Dass die Erwartungshaltung das Ausmaß von Schmerzen moduliert, ist unter Schmerzforschern schon länger bekannt. Auch Angst, Ausgrenzung und niedergeschlagene Stimmung lassen das Empfinden für körperliche Beschwerden steigen. Zudem prägt die Umgebung, wie der Schmerz erlebt wird. Wer an Orte im Elternhaus, in der Nachbarschaft, eine bestimmte Ecke in der Schule oder eine Klinik zurückkehrt, die mit schmerzhaften Erlebnissen verbunden ist, wird sich schnell wieder unwohl fühlen - und kann mit höherer Schmerzempfindlichkeit rechnen.

"Wir hatten gute Gründe, damit zu rechnen, dass die Schmerzempfindlichkeit am zweiten Tag größer ist", sagt Jeffrey Mogil. "Nur eben nicht damit, dass dies nur bei Männern so ist." Vielleicht können sie eben doch in manchen Situationen ihre Umgebung aufmerksamer wahrnehmen - und dann umso empfindlicher reagieren.

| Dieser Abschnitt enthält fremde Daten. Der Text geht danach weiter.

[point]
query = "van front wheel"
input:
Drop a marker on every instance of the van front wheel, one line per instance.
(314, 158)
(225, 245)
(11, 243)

Versuchsleiter und Raum wurden als feindselig erlebt und sofort negativ besetzt, wenn sie wieder betreten wurden. Diese Mechanismen sind auch für den Alltag von Schmerzpatienten wichtig, die immer wieder in Situationen kommen, die ihnen Pein bereiten. Was dagegen hilft? "Es ist wichtig, aus dem Status als Opfer herauszutreten", sagt Marcus Schiltenwolf, Schmerzexperte am Uniklinikum Heidelberg. "Man muss sich bewusst machen, dass man dem Schicksal nicht hilflos ausgeliefert ist, sondern sich wehren kann."

Der Reiz, der negative Erwartungen hervorruft - und damit auch vermehrte Schmerzen - ist in der aktuellen Studie der Raum und der Versuchsleiter, bezieht sich allgemein aber auch auf Orte, die in der Vergangenheit mit Schmerzen verbunden waren, auf unangenehme Situationen oder Menschen, deren bloße Anwesenheit bereits weh tut. "Das gilt übrigens auch für die Therapie", sagt Schiltenwolf. Wer immer nur denkt, dass er ohne Medikamente oder Massage nicht auskommt, macht sich davon abhängig und es bringt auf Dauer wenig. "Die stärkste Währung ist der Patient selbst, der für sich erkennt, dass er handlungsfähig ist", so der Heidelberger Schmerzexperte.

Bei Mäusen ließ sich im Versuch das Kurzzeitgedächtnis medikamentös hemmen. Dadurch fiel ihre Stressreaktion auf die zweite Schmerzattacke genauso aus wie auf die erste - die Umgebungsbedingungen riefen also keine negativen Erwartungen hervor, weil sich die Tiere schlicht nicht mehr an sie erinnerten.

Die Untersuchungen sind wahrscheinlich wichtiger, um das Schmerzgedächtnis besser zu verstehen als die Unterschiede zwischen Mann und Frau. Wer jenseits der Geschlechter-Stereotype etwas hineindeuten will, kann sich vielleicht mit dieser Lesart anfreunden: Männer können sich kurzfristig besser an Schmerzen und unangenehme Umstände erinnern - aber Frauen haben länger und öfter etwas davon.